Optimization probes (loop_overhead, math_intensive, accumulate, array_read, array_write)

These five cells are flag-aggressiveness probes, not runtime perf comparisons. They measure whether the compiler applied reassoc + IndVarSimplify + autovectorize to a trivially-foldable accumulator, NOT how fast the resulting loop computes under load (which the previous section's loop_data_dependent answers honestly).

Two Perry columns since v0.5.585:

  • Perry default (no --fast-math) sits at 95-50 ms on these probes, next to Rust default / Swift -O / Bun. This is the bit-exact-with- Node mode and is the honest "Perry on TypeScript arithmetic" number for code that doesn't opt into fast-math.
  • Perry --fast-math reaches 12-33 ms on the FP-foldable probes by giving LLVM the same reassoc contract permission that clang++ -O3 -ffast-math gives. TypeScript's number semantics can't observe the precision difference at the operator level (no signalling NaNs, no fenv), so the optimization is spec-conformant for the operator — but produces ~30% bit-divergence vs Node on randomly-generated FP programs at the program level (the residual 6% in default mode comes from the SLP vectorizer).

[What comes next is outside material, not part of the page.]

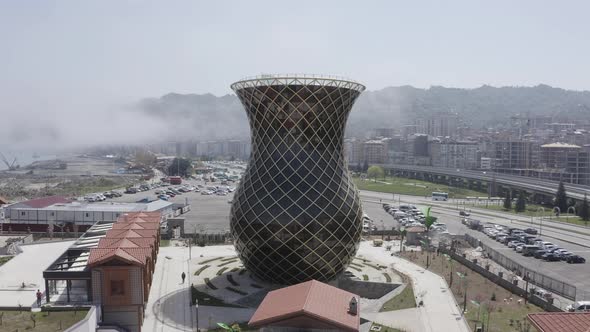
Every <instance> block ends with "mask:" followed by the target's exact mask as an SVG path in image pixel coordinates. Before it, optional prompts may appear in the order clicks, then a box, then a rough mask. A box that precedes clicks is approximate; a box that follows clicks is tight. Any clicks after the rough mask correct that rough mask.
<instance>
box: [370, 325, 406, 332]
mask: <svg viewBox="0 0 590 332" xmlns="http://www.w3.org/2000/svg"><path fill="white" fill-rule="evenodd" d="M373 326H381V330H379V332H403V331H402V330H398V329H394V328H393V327H388V326H384V325H381V324H377V323H373V325H371V328H373ZM369 330H370V331H372V330H371V329H369Z"/></svg>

LLVM's IndVarSimplify rewrites sum + 1.0 × N as an integer induction variable and the autovectorizer generates <2 x double> parallel- accumulator reductions with interleave count 4 only when reassoc is on. C++ closes every one of these gaps with clang++ -O3 -ffast-math — same LLVM pipeline, one flag — see RESULTS_OPT.md. They are reported here for diagnostic completeness; treating Perry's --fast-math numbers as runtime-perf wins on real code (vs C++ -O3 rather than vs C++ -O3 -ffast-math) is a misuse of the data, which is why we put both Perry columns next to each other.

Changelog

This methodology will drift as the Perry codegen changes. Key moments:

  • 2026-04-25 (v0.5.249 → v0.5.283): Compiler-version table refreshed to actually-installed versions (rustc 1.94.1, Apple clang 21.0.0, swift 6.3.1, Bun 1.3.12, Node 25.8.0, Python 3.14.3); added the loop_data_dependent documentation section + Optimization probes section. Data in RESULTS_AUTO.md comes from a fresh RUNS=11 polyglot run at v0.5.249 on 2026-04-25.
  • 2026-04-22 (v0.5.243 era): RUNS=11 methodology rolled out. compute_stats awk routine emits median + p95 + σ + min + max per cell; old best-of-5 reporting retired.
  • 2026-04-15 (v0.5.22 / e1cbd37): Initial document. Bun and Static Hermes added to the comparison.
  • v0.5.17 (llvm-backend, earlier 2026): Scalar-replacement pass for non-escaping objects dropped object_create from 10 ms → 2 ms and binary_trees from 9 ms → 3 ms. Relevant to the object_create discussion above; this was what made Perry competitive on that benchmark at all.
  • v0.5.2 (llvm-backend, earlier 2026): The three optimizations described above landed. Before this, Perry was ~95 ms on loop_overhead (IEEE-strict fadd chain, same as the other languages). These benchmarks only started showing Perry ahead of native compiled languages after reassoc contract FMF and the integer-mod fast path landed.

Reproducing

cd benchmarks/polyglot
bash run_all.sh        # default RUNS=11, median + p95 + σ + min + max
bash run_all.sh 21     # 21 runs per cell for tighter intervals

Requires: Perry built from this repo (cargo build --release), plus any subset of Node, Bun, Static Hermes (shermes), Rust, C++, Go, Swift, Java, Python. Missing runtimes produce - cells; the script does not fail.

Runtime is ~25 minutes on an M1 Max at RUNS=11 (≈ 2× the previous best-of-5 wall time), dominated by Python (each invocation runs the full bench.py ≈ 28 s; Python alone is ~5 minutes at RUNS=11).